I’m writing to let you know that the Meredith Music Festival will not take place this year. Like much of the planet, life in Postcode 3333 must contend with a pandemic and adjust to a different beat, for the time being. Which brings us to a break in regular programming. A rest. Something which, in itself, is not such an unusual part of the Supernatural trip.
It’s a not so well-known fact that the very first Meredith Music Festival, planned for 1990, had to be postponed until ‘91. Something to do with preparations being heavy on enthusiasm but light on finance, know-how, bands and a few other odds and ends. Mary and Jack politely suggested that kicking off with a fallow year might be the sensible thing to do. Maybe it’s fitting that the 30th Meredith will have to cool its heels for a year as well.
One thing this year has offered in spades is a sense of perspective. Looking back, looking ahead, looking all around, Meredith is, we think, in a really good place.
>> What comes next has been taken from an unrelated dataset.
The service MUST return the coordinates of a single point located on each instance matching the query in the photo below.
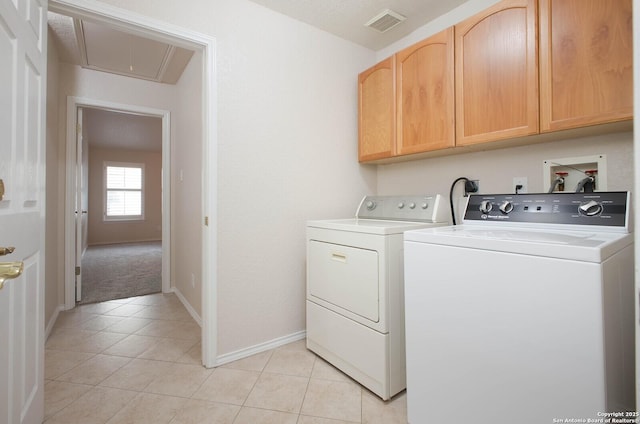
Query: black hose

The eternals – a single stage, the evolving atmospherics of a natural amphitheatre, ample time and space, free-range living in the greatest of outdoors, where almost anything goes – still hold. Thank you for being part of it.
We will continue to listen, to fix things if they don’t work, and not fix them if they do. To define and refine the purpose-built wonderland for when we can practise close contact, in grand union, again.
Of course, there is that other light on the horizon, called Golden Plains, and we’ll update you on that as soon as we can.
It would be remiss of me not to ask, how are you doing? In good spirits, I hope, all things considered. Thanks to everyone who’s written to check in over recent months. Any queries, at any time, about anything – my door is always open. I can’t wait to see you again, on the slight incline of The Sup’.